The recent review of the Canada Transportation Act (CTA) also concluded that the existing grain car fleet is nearing the end of its useful life and must be expanded and renewed. The report suggested the federal government can play an important role in the development of a “strategic plan on how best this can be achieved and under what timelines.”
Modern cars larger
More importantly, the Government of Canada rail cars are smaller and longer than the rail car type that is typically used by competing producers in the United States. At 4,550 cubic feet, the Canadian government rail cars have 13 per cent less carrying capacity than the 5,200-cubic-foot rail cars used south of the border. And the Canadian rail cars are longer than the contemporary design. This limits the number of rail cars that can be carried by a unit train, and stresses track capacity at port.

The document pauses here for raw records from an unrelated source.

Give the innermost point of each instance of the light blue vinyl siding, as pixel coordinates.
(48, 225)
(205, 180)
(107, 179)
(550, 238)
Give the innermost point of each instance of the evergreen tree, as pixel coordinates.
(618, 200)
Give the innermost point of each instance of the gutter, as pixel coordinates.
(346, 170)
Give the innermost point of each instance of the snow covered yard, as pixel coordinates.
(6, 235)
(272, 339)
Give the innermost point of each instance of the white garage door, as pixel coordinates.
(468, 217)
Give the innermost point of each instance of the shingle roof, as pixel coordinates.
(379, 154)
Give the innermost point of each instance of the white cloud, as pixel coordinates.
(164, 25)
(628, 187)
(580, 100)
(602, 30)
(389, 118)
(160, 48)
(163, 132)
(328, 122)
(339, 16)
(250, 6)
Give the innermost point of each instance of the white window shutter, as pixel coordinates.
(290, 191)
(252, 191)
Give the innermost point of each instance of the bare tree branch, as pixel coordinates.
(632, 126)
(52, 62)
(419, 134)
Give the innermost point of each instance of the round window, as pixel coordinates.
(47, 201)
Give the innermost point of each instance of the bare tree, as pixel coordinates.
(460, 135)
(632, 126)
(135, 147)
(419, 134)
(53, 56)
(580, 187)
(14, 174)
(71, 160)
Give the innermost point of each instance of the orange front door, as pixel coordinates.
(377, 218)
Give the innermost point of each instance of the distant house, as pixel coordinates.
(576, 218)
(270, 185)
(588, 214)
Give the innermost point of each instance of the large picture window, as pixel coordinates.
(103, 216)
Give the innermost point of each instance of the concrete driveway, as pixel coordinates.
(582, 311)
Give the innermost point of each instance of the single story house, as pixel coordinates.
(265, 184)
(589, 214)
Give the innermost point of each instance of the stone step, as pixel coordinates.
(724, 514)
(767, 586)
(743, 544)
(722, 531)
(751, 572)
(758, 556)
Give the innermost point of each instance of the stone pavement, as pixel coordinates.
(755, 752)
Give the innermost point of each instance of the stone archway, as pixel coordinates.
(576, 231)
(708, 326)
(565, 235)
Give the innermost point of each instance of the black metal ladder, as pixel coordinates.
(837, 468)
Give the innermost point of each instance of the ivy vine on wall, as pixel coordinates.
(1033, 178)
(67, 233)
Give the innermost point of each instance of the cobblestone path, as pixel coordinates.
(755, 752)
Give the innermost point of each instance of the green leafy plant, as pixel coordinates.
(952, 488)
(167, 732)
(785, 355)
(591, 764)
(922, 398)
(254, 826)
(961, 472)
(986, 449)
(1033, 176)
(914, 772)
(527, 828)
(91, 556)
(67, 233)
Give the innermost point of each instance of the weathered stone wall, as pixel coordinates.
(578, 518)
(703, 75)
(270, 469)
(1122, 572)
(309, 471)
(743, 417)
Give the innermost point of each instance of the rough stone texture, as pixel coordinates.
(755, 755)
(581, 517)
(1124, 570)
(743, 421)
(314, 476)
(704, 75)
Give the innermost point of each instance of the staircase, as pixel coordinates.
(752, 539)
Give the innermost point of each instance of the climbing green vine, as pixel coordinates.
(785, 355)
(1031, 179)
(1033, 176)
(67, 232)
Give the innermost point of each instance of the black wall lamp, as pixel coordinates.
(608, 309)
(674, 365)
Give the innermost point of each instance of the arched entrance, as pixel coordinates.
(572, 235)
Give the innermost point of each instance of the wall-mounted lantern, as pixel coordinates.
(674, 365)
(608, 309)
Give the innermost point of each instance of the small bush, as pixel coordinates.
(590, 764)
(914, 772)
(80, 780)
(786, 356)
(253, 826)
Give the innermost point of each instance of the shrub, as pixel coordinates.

Replacing the aging Government of Canada fleet with modern grain rail cars would result in an immediate improvement in the productivity of the Canadian export grain-handling system. In fact, CP has estimated that a more modern fleet of rail cars could increase the capacity of their grain unit trains by over 23 per cent, adding 3.8 million tonnes of additional capacity. If this same approach is extrapolated over the entire fleet of remaining government hopper cars, the increase in system capacity would be over 5.6 million tonnes.
Doing nothing is not an option. So, should the federal government make an investment?
On the surface, a federal investment in grain rail cars would seem to be consistent with the new government’s desire to invest in infrastructure to improve the competitiveness of the Canadian economy, and enhance exports. However, the financial performance of Canada’s railways has improved dramatically since the early 1970s, and a “corporate handout” of this scale is unlikely to be politically popular.
A second option is that the railways themselves should replace the government rail cars. For their part, CP has taken a firm position that it will not be making large investments in grain cars as long as its pricing freedom is constrained by the maximum revenue entitlement (MRE) formula. Plus, the federal government promised the shipping community that grain would be given priority policy attention and hinted that a “full review” of the grain transportation system would follow.
These promises have thrown the cold water of uncertainty onto the grain transportation market, just as the railways are tightening their belts due to the precipitous decline in the commodity markets.
A third option is worth considering. A private-public partnership with one or more private sector partners would permit the government and the railways to facilitate the renewal of the Canadian grain fleet without an undue burden on the public purse, and without needing to wait for resolution of the review of the CTA and any proposed alterations. Suitable partners exist with rail car expertise and capital to invest, but before this model can proceed, the government must first recognize that there is a problem and commit to address it.
Canada’s grain producers deserve a better, more modern supply chain and it is possible to achieve just that through a creative effort between the government and the private sector.
Bruce Burrows is a 30-year veteran of the Canadian transportation and infrastructure sector and an Ottawa-based consultant and lobbyist who has worked in the past for railways.